Es wird die direkte Methode bevorzugt: also gleich hinein in das schriftdeutsche
Lesen. Der mündliche Unterricht erfolgt aber im ersten und zweiten Volksschuljahr
noch fast ganz in Mundart, da sonst die Ausdrucksfreude der Kinder gerade
in der Anfangsphase, wo sie noch frisch aus sich heraus gehen, abgewürgt wird.
Der Übergang zum schriftdeutschen Schulgespräch erfolgt schrittweise.

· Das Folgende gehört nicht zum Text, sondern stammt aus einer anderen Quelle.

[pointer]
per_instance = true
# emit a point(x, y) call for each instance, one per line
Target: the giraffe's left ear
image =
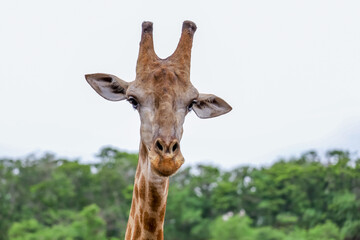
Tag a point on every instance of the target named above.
point(209, 106)
point(108, 86)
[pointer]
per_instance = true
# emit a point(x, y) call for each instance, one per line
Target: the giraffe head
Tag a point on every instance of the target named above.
point(163, 95)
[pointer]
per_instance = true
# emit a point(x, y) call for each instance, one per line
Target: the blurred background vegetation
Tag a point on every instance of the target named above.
point(305, 198)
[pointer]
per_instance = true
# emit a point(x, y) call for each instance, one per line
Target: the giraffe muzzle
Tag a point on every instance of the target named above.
point(166, 157)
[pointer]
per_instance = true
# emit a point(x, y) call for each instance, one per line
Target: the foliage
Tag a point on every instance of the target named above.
point(304, 198)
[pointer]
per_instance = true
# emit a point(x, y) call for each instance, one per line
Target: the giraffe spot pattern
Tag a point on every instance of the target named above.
point(142, 188)
point(137, 228)
point(149, 223)
point(160, 235)
point(128, 233)
point(162, 213)
point(154, 197)
point(133, 206)
point(136, 192)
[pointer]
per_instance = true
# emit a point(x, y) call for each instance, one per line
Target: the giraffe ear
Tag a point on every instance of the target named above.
point(209, 106)
point(108, 86)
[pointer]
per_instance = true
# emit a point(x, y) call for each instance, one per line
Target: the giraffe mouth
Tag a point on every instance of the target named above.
point(165, 166)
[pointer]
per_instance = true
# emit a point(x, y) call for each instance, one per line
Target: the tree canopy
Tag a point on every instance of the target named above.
point(303, 198)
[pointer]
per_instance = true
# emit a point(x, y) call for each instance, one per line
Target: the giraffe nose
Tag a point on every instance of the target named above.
point(169, 149)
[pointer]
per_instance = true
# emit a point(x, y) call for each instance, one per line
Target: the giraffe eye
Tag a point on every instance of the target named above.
point(133, 102)
point(191, 105)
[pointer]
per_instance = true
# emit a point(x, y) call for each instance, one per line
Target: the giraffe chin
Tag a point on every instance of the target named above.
point(166, 167)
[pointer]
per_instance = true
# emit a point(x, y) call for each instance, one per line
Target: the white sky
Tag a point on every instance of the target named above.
point(290, 70)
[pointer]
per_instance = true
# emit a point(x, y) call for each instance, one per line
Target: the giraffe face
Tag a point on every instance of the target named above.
point(163, 95)
point(163, 99)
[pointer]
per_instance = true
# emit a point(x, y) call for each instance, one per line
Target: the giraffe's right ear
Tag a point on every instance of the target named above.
point(108, 86)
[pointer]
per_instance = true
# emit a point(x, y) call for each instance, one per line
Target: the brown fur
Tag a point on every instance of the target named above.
point(163, 95)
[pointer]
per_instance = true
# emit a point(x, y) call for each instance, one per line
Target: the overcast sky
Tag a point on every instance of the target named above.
point(289, 69)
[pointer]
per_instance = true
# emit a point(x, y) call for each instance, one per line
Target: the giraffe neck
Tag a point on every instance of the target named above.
point(147, 214)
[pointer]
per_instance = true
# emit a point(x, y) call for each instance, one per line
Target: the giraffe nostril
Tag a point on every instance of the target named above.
point(159, 146)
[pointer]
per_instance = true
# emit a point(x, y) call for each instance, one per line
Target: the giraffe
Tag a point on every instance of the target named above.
point(163, 95)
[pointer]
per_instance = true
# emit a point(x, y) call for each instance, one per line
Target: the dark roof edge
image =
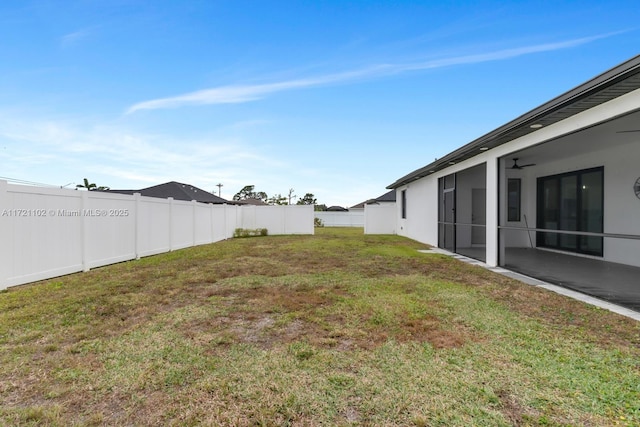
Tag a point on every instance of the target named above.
point(601, 81)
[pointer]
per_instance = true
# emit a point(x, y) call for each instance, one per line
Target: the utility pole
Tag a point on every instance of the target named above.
point(291, 195)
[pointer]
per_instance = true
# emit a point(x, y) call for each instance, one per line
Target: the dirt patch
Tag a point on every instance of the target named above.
point(272, 315)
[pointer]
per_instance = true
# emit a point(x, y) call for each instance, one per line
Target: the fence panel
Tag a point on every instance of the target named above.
point(341, 219)
point(41, 233)
point(153, 219)
point(109, 228)
point(298, 220)
point(182, 227)
point(49, 232)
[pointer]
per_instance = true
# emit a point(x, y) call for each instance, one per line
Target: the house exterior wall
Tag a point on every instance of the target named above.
point(621, 170)
point(621, 206)
point(421, 222)
point(380, 218)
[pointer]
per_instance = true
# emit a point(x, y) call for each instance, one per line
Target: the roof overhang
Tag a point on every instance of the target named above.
point(609, 85)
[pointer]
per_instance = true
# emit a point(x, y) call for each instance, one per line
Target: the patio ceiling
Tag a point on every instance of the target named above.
point(619, 131)
point(609, 85)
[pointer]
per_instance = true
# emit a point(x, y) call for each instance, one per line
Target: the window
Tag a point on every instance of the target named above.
point(572, 201)
point(513, 199)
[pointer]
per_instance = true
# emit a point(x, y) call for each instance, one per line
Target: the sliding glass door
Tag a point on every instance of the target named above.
point(573, 202)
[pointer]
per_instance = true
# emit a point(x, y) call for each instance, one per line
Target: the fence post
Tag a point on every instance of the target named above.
point(137, 220)
point(7, 245)
point(194, 215)
point(171, 223)
point(84, 198)
point(211, 229)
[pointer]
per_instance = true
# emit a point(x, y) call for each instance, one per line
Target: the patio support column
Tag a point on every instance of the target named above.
point(492, 212)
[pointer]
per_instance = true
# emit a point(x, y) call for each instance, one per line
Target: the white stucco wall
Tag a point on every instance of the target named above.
point(622, 208)
point(421, 223)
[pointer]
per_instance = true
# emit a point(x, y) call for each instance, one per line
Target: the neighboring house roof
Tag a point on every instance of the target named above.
point(178, 191)
point(387, 197)
point(254, 202)
point(611, 84)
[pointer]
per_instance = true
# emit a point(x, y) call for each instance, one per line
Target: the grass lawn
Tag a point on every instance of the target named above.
point(333, 329)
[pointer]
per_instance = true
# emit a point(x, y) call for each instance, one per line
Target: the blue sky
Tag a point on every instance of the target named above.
point(334, 98)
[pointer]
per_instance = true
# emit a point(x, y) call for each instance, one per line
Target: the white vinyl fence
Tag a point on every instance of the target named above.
point(341, 219)
point(49, 232)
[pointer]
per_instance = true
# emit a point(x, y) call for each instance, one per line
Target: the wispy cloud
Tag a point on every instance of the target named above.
point(75, 37)
point(234, 94)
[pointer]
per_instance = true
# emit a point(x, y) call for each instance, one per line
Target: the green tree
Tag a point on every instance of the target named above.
point(248, 192)
point(91, 186)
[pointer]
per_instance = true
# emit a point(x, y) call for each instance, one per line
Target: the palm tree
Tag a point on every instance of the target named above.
point(91, 186)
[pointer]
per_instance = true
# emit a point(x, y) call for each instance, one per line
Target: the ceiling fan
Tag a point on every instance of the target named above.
point(518, 167)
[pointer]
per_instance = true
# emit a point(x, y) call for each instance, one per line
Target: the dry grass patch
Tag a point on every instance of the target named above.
point(333, 329)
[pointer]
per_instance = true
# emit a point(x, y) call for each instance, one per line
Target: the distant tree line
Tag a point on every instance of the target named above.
point(248, 192)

Wohl aber darf vom Schüler der Mittel- und Oberstufe erwartet werden, daß
ihm inzwischen die wichtigsten Unterschiede von Mundart und Schriftsprache ins
Ohr gegangen sind, so daß er auch begreift, daß verschieden geschrieben werden
muß. Die vergleichende Methode in Form eines Übungsbuches kann ihm diese
selbsterfahrenen Unterschiede nun auch bewußt machen. In den Landgemeinden,
in denen Mundart noch Umgangssprache ist, müßte auch in Baden die volle Zweisprachigkeit
das Ziel sein, zu welchem die Schule ihren Beitrag zu leisten hätte.

Aber auch ohne ein besonderes Lehrmittel kann die Mundart in ausgewählten
Stücken des Lesebuchs ihren Platz finden. Aber die Lesestücke sollten mit Worterklärungen
versehen sein, damit — falls die Stücke nicht vom Lehrer behandelt
werden — der Schüler sie selber lesen und verstehen kann.

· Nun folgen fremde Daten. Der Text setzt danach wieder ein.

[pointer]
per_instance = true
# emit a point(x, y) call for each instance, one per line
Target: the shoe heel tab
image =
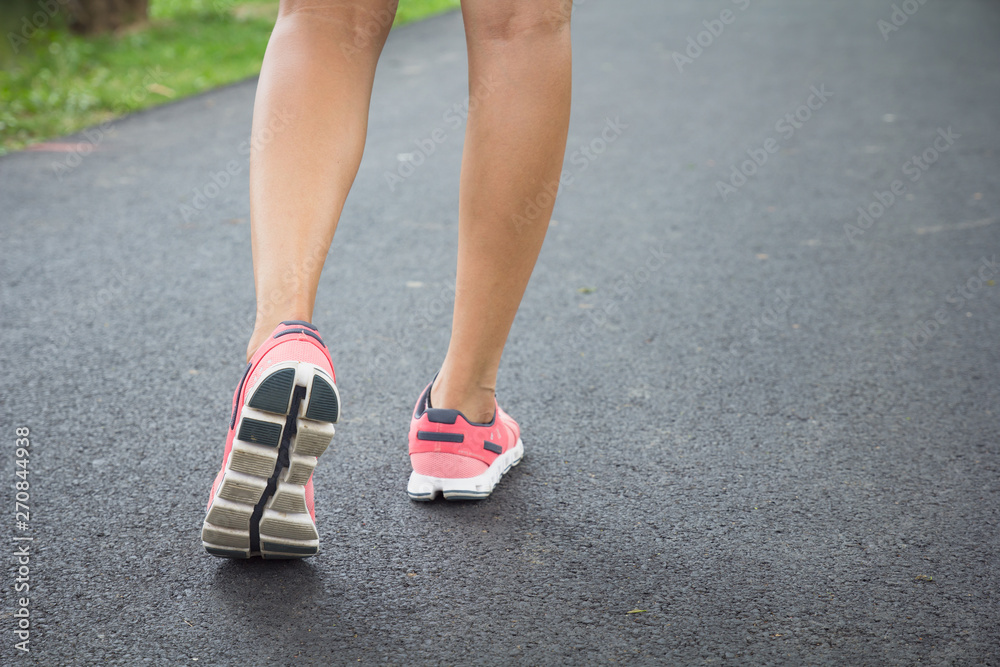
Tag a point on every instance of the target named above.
point(442, 415)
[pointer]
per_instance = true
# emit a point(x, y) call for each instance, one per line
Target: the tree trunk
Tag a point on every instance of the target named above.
point(91, 17)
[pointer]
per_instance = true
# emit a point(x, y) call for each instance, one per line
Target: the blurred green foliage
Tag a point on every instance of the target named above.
point(54, 83)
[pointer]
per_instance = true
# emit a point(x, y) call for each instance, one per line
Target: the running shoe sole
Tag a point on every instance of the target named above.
point(424, 488)
point(260, 507)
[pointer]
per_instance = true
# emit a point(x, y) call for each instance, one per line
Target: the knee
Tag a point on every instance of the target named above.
point(509, 21)
point(359, 23)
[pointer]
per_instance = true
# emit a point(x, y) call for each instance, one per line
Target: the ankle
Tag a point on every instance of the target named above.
point(476, 402)
point(263, 327)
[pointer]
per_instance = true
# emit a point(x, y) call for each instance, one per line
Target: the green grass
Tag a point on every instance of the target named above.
point(58, 83)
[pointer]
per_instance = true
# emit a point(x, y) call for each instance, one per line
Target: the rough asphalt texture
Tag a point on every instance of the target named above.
point(728, 432)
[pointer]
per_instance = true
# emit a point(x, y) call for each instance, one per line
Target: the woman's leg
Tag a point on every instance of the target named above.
point(520, 80)
point(309, 125)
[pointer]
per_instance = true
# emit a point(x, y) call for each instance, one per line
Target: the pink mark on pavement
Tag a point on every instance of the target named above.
point(58, 147)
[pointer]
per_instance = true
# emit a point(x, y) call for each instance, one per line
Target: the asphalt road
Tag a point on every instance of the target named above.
point(725, 426)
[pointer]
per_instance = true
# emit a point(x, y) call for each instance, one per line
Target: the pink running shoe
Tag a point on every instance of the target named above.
point(283, 416)
point(459, 458)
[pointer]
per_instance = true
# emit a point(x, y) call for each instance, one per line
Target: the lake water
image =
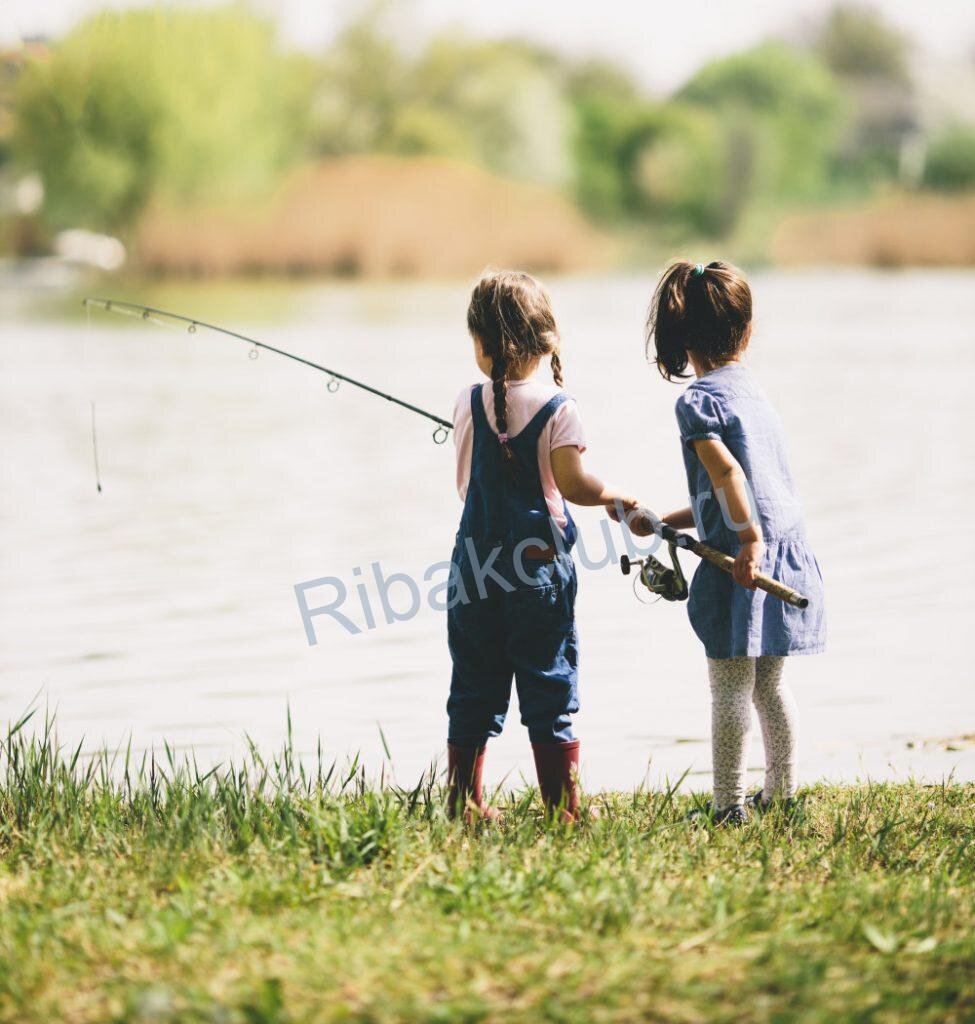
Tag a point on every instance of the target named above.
point(164, 607)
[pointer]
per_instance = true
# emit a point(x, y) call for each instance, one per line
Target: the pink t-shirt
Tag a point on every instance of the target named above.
point(523, 400)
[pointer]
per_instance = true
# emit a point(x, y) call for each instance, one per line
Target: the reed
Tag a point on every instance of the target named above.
point(281, 888)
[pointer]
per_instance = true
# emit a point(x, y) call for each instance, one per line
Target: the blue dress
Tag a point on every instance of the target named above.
point(728, 404)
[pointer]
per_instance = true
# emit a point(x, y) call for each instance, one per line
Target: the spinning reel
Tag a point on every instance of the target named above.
point(667, 583)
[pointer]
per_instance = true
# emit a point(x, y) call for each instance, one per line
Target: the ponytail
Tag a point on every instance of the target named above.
point(704, 309)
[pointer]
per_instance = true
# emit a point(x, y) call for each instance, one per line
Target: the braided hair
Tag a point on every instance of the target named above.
point(510, 313)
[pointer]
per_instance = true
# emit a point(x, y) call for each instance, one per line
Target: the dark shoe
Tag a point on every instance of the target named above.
point(734, 815)
point(757, 803)
point(465, 794)
point(557, 768)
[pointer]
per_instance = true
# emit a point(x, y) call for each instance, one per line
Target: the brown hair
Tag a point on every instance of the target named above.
point(510, 313)
point(702, 309)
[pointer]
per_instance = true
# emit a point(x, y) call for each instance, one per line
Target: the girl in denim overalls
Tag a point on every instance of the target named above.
point(744, 503)
point(512, 593)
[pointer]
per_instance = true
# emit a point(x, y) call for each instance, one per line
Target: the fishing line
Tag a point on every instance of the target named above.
point(164, 318)
point(94, 448)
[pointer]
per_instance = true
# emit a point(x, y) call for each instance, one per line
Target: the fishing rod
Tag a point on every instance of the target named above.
point(151, 313)
point(670, 583)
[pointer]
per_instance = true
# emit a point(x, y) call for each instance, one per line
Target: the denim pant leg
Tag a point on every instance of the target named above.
point(480, 682)
point(542, 645)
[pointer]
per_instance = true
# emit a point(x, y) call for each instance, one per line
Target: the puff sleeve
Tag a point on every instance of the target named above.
point(698, 416)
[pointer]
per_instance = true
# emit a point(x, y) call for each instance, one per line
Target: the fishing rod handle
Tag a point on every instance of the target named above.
point(762, 582)
point(719, 558)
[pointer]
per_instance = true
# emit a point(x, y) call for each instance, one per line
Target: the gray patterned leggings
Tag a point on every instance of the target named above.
point(735, 683)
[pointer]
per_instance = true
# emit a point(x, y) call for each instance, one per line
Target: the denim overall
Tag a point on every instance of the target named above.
point(511, 612)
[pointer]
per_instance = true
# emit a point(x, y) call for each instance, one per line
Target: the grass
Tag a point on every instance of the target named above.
point(271, 892)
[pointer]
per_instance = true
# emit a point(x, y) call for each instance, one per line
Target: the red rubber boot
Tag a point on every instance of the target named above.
point(557, 768)
point(464, 768)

So bin ich auf etlichen Umwegen schließlich beim Lesebuch angelangt, das auf
Anregung der „Muettersproch-Gsellschaft" geschaffen und unter der Schriftleitung
von Richard Gäng im Schauenburg-Verlag in Lahr erschienen ist. Es heißt „Alemannische
Geschichten, E Lesbuech in der Muettersproch für großi und chlini Lüt".
Der erste Band enthält Erzählungen, ein zweiter mit Gedichten und allerhand
Kleinliteratur sowie Theaterstücken soll folgen.

Ich hoffe, man nehme es mir nicht übel, wenn ich das Buch kritisch unter die
Lupe nehme. Das paßt vielleicht nicht so ganz zum feierlichen Rahmen und zum
Sonntagvormittag. Da aber das Buch den Anspruch stellt, in der Schaffung einer
neuen Schreibweise wissenschaftlichen Ansprüchen zu genügen und dies in der
umfänglichen Einleitung begründet wird, muß ich von meinem Standpunkt aus
dazu Stellung nehmen. Das kann nicht in alle Einzelheiten hinein geschehen.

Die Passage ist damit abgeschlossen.